La main de la CIA est indéniable en ce qui concerne le tandem serbe Maric et Lazendic.
Michel Collon sur son site Investig’Action en octobre 2004 avait fait paraître un
article intitulé « Besoin d’une révolution ? Appelez Otpor !
». Il y était expliqué que les deux amis dont «le curriculum vitae
professionnel présente d’étranges spécialités :
entraînement au coup d'État, management des révolutions » ont
participé activement au groupe OTPOR[3] qui a contribué à renverser Milosevic
et qu’ils ont été engagés par la suite par Freedom House[4] (dont le
président, James Woolsey, a été directeur de la CIA de 1993 à 1995)
comme conseillers spéciaux pour les mouvements de jeunes en Ukraine. Rien ne prouve
qu’ils se soient mêlés des affaires moldaves mais rien n’interdit de
penser que l’ombre de la CIA ne plane aussi en Moldavie. Cela n’autorise pas cependant
les diatribes violentes contre les étudiants moldaves comme nous avons pu en lire sur
certains sites (Agora Vox, site du PC d’Istres). Ils ne seraient que des
privilégiés « ignorants des souffrances du bon peuple », agissant pour le
compte de la City ou de Wall Street, voire carrément des fascistes. Derrière
ces discours qui se veulent « de classe », anticapitalistes, anti-impérialistes,
que voyons- nous poindre si ce n’est un méprisant refus d’entendre ce que la
jeunesse moldave cherche à exprimer. Qu’il y ait du Soros, du twitter, du
Freedom House dans les évènements moldaves, c’est possible mais
réduire la colère et le désespoir de milliers de jeunes à un complot de
droite voire d’extrême-droite c’est adopter la solution de facilité qui
consiste à classer « par camps » sans la moindre nuance.
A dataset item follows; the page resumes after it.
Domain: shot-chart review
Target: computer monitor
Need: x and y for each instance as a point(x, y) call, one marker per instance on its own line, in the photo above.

La main mise russe est moins violemment dénoncée comme si
c’était un fait acquis que la Moldavie relevait de Moscou à qui est
accordé tacitement le droit d’exercer son exclusivité dans l’espace CEI
(Communauté des États Indépendants que la Moldavie a rejoint dès 1991).
Pour ménager Gazprom on fait silence sur la guerre en Tchétchénie, la
répression dans le Caucase du nord, les assassinats de militants et de journalistes à
Moscou !
Pourtant la question de la Transnistrie est là pour nous rappeler que dans cette
région aux confins de l’Europe, il n’y a pas que l’œil de
Moscou, il y a aussi ses bottes ! La Transnistrie est cette étroite bande de terres
sur la rive gauche du Dniestr que le Kremlin a toujours favorisée du temps où elle
faisait partie de la République socialiste moldave et qu’il a aidée
militairement à faire sécession en 1991. Depuis les Russes y maintiennent toujours un
bon millier de soldats, ils y gardent également 35 000 tonnes d’armes et de
munitions?c lesquelles, vendues au marché noir, ont donné lieu à un trafic
juteux. La Transnistrie est donc non seulement un non-État (elle n’a pas
été reconnue par la communauté internationale) qui vit essentiellement
grâce à l’aide financière russe mais c’est aussi une zone de
non-droit devenue la plaque tournante de trafics en tous genres (voitures volées, drogue,
prostitution, trafics d’organes?c) où même le Guide du Routard
déconseille de séjourner !
La petite Moldavie, voisine de la turbulente Ukraine, n’a pas vraiment les moyens
d’échapper à l’œil de Moscou qui avec ses embargos sur ses produits
agricoles et ses menaces sur les livraisons de gaz la rappelle vite à l’ordre. On
l’a vu dernièrement encore à propos des manœuvres de l’OTAN en
Géorgie. Le président russe, Medvedev, les a qualifiés de provocations
grossières arguant du fait qu’on n’organisait pas de tels exercices sur un
territoire qui venait d’être le théâtre d’une guerre. Preuve que la
Russie maintient encore sous pression ses ex-républiques, plusieurs d’entre elles ont
renoncé à participer aux manœuvres : la Lettonie , l’Estonie et
l’Arménie ont invoqué un manque de personnel et des raisons économiques
mais le Kazahstan, la Moldavie (plus la Serbie) ont reconnu avoir changé d’avis suite
aux consultations avec Moscou. On ne peut être plus clair !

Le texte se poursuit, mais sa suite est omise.